Ötzi, a Padova due ipotesi sul giallo

Il corpo congelato dell’Uomo del Similaun, il famosissimo Ötzi, è una delle più importanti scoperte archeologiche degli ultimi 30 anni. Da Londra a New York, in questi anni il suo caso è stato studiato po’ ovunque. E ora il «giallo» della mummia risalente a ben 5300 anni fa sbarca anche a Padova.

Mercoledì 19 aprile dalle ore 9 in Sala del Consiglio di Palazzo Liviano in piazza Capitaniato 7, un seminario organizzato dalla Scuola di Dottorato in Storia, critica e Conservazione dei Beni Culturali dell’Università di Padova discuterà del presente stato delle conoscenze su Ötzi.

In particolare si valuteranno apertamente, e senza preconcetti, due diverse ipotesi sull’origine del corpo di Ötzi: la cosidetta «teoria del disastro», secondo la quale il guerriero sarebbe caduto ad alta quota in un agguato, morendo sul posto e venendo immediatamente ricoperto da coltri ghiacciate con tutto il suo equipaggiamento di montagna, e la «teoria della tomba», secondo la quale, al contrario, si tratterebbe del crollo di una sepoltura formale e del suo corredo funebre posta sul passo del Similaun per segnalare e sacralizzare il confine politico di una locale tribù.

La prima ipotesi, sinora accettata dalla maggioranza degli studiosi e dai mass media, tende a considerare la scena del rinvenimento alla stregua della scena di un antico delitto, al punto che recentemente un profiler della polizia di Monaco è stato invitato dal gruppo di ricerca sulla mummia a identificare modalità, moventi e colpevoli dell’uccisione preistorica. L’ipotesi alternativa, sostenuta da studiosi d di Padova, dell’Università La Sapienza di Roma, dell’Università del Kansas (Usa) e del Museo Preistorico Etnografico «Luigi Pigorini» di Roma, considera piuttosto la tomba crollata un antecedente dei siti dell’età del Rame posti sull’arco alpino nei quali imponenti stele scolpite in pietra con immagini di guerrieri armati rendevano sacri i confini e i passi di montagna.

La tomba franata

Molti gli indizi che fanno propendere per la tomba franata: la mancanza sul corpo della materia che si forma senza eccezione nei corpi abbandonati in ghiaccio e acqua, l’assenza totale di impronte o morsi di animali predatori sul corpo, un corredo non depredato, che escluderebbe l’uccisione da parte di un nemico. E se l’uomo fosse stato soccorso, dopo essere stato ferito alla schiena, dai suoi compagni che avrebbero tentato di rianimarlo con cibo di alta qualità?  Poiché al tempo il passo ad alta quota era ancora gelato, il corpo sarebbe stato messo in un ambiente secco e gelato per alcune settimane, poi, in primavera inoltrata, rivestito e poi portato al luogo di sepoltura con i suoi oggetti.

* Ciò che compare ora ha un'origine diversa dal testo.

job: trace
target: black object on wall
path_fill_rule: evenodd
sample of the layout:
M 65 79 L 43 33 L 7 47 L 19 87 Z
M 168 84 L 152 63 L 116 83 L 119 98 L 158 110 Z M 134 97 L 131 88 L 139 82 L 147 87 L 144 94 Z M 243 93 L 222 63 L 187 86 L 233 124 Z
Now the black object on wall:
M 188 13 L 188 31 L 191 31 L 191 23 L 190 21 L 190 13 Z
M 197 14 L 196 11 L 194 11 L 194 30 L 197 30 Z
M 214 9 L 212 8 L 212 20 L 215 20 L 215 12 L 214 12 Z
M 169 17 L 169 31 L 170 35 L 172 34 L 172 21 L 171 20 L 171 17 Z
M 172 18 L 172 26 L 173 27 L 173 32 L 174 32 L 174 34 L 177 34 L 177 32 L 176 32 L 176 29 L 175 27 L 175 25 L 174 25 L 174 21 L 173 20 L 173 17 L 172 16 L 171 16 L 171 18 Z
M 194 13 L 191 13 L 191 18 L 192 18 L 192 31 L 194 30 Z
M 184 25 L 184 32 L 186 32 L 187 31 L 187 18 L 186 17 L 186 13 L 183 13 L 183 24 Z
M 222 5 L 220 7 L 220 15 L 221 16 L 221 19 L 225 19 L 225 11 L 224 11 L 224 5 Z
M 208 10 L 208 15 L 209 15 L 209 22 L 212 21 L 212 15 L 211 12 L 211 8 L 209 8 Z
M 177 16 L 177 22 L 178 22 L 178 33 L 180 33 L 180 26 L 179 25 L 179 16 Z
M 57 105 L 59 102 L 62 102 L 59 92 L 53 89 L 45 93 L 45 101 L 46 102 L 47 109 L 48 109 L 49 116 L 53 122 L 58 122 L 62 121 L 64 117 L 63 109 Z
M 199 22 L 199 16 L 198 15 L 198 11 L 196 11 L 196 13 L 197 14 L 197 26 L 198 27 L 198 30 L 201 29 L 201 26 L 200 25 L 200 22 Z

Un giallo fitto quello della morte di Ötzi a cui Klaus Oeggl dell’Università di Innsbruck, Alessandro Vanzetti, Luca Bondioli e Massimo Vidale del Dipartimento dei Beni Culturali, Gilberto Artioli e Ivana Angelini del Dipartimento di Geoscienze, e Francesco Rubat Borel della Soprintendenza Archeologia Belle Arti e Paesaggio per la Città Metropolitana di Torino tenteranno di dare delle risposte scientifiche.